The beauty of and the pain of working with new material and having the playwright in the room is this–the piece is up on stage, we’re reading it and blocking it and suddenly the actors say “This isn’t working.”  And they mean “the script” because something can be done about it.

That’s what happened a week ago.  Two hours into a three hour rehearsal, as we  tried to block a skit about a baby shower gone wrong, we stopped halfway through.  There were a lot of funny jokes in it, and we loved the idea, but it was a long skit with a lot of sitting.  The blocking session turned into a talk about what worked and what didn’t, and then I had the less than appealing task of calling up one of the writers to let him know I was going to be completely rewriting his skits.  Take comfort, I said, I’m retooling the entire show.  While it seemed like a lot of time working on something I had thought was finished, I am forever grateful to be part of a company that keeps me on my toes, writing-wise.   It’s a little like a writing workshop, only the people around the table are a lot more invested in your work because it will eventually become their work as well.

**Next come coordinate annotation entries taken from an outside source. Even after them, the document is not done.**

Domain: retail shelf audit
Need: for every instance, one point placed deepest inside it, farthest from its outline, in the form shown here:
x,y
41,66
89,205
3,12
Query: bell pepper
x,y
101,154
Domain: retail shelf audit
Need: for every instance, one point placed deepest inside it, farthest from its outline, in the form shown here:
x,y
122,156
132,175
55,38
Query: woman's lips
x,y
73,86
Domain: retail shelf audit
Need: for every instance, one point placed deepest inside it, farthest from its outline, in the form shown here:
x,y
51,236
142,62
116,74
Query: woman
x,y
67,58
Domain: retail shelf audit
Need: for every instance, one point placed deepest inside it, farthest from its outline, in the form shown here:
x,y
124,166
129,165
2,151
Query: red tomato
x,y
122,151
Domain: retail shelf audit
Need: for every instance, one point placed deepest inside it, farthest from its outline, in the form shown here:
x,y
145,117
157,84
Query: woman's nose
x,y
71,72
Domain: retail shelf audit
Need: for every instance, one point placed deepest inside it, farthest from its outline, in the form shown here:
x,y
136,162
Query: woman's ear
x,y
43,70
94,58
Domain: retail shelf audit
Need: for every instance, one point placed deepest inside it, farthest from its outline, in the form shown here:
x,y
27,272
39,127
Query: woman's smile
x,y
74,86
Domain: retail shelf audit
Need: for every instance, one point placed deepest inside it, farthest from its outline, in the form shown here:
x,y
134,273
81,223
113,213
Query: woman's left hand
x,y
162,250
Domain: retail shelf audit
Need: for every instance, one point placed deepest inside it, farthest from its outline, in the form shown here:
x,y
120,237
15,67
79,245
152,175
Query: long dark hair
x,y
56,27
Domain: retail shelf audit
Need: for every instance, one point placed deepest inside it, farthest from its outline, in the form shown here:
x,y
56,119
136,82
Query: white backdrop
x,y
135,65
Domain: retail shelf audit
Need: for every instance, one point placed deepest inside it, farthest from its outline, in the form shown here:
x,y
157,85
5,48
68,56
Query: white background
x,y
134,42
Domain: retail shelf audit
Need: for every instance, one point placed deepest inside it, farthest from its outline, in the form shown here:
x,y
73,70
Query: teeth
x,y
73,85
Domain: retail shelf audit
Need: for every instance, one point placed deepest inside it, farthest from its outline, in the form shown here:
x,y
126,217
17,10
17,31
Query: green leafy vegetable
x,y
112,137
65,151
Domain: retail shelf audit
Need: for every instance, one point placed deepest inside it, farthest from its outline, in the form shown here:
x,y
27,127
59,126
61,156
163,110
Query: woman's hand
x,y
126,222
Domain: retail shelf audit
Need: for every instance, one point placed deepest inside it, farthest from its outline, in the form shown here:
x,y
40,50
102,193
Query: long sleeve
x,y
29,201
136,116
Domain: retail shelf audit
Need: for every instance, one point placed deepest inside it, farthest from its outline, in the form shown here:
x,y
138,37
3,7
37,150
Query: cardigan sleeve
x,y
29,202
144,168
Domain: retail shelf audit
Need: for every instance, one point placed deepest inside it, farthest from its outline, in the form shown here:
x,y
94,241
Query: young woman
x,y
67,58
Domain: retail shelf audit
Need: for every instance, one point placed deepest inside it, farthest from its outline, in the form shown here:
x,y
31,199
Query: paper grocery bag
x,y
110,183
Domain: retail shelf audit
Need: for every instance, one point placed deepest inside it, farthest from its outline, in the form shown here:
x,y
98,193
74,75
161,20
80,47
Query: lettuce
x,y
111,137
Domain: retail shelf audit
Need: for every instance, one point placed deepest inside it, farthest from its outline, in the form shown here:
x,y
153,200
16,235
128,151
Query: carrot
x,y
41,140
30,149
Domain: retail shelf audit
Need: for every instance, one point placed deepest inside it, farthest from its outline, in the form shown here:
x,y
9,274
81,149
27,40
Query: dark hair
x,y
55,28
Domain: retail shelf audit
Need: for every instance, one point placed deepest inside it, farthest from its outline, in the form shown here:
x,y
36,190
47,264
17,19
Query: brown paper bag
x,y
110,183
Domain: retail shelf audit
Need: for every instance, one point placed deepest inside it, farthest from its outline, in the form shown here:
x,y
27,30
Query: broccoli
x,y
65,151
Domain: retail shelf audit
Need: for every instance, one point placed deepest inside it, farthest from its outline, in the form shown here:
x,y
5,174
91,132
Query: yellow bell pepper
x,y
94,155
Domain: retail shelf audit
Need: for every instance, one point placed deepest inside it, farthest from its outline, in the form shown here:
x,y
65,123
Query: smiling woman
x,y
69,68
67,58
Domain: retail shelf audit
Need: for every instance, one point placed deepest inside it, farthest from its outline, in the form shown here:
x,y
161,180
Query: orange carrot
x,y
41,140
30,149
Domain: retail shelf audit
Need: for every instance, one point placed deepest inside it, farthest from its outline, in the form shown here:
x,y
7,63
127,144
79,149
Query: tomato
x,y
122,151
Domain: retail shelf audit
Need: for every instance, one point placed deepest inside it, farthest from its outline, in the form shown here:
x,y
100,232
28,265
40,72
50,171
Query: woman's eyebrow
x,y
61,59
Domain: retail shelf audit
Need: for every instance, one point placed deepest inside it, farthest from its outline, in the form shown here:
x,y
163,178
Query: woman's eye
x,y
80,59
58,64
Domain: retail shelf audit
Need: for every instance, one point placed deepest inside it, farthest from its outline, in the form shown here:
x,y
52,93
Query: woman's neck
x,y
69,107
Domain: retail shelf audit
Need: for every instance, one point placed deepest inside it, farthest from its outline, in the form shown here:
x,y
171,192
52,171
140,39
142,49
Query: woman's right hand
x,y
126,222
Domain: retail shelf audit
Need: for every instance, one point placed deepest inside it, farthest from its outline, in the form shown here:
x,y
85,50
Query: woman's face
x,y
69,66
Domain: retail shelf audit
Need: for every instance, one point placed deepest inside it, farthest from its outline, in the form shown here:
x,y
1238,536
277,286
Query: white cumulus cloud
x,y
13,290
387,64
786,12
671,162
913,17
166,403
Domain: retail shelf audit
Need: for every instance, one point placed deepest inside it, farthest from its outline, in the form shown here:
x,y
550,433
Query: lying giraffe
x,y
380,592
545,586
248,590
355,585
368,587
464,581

This week, with a mostly new script, things went better.  Two hours into the three hour rehearsal things were in good shape and we did a run-through–something that not every Redroom gets a chance to have.  For Redroom, we generally have two rehearsals and a speed through before the show and that’s it.     Because we’re a little out of shape, we’re having two long rehearsals, a short rehearsal and a dress rehearsal before we open.  It leaves us little time, but it’s a highly concentrated creative burst that allows more people to be involved in the process because the comitment is so low.

I even broke out the video camera and made a trailer for Mommy Redroom.  As soon as YouTube officially posts it there, I will post it here.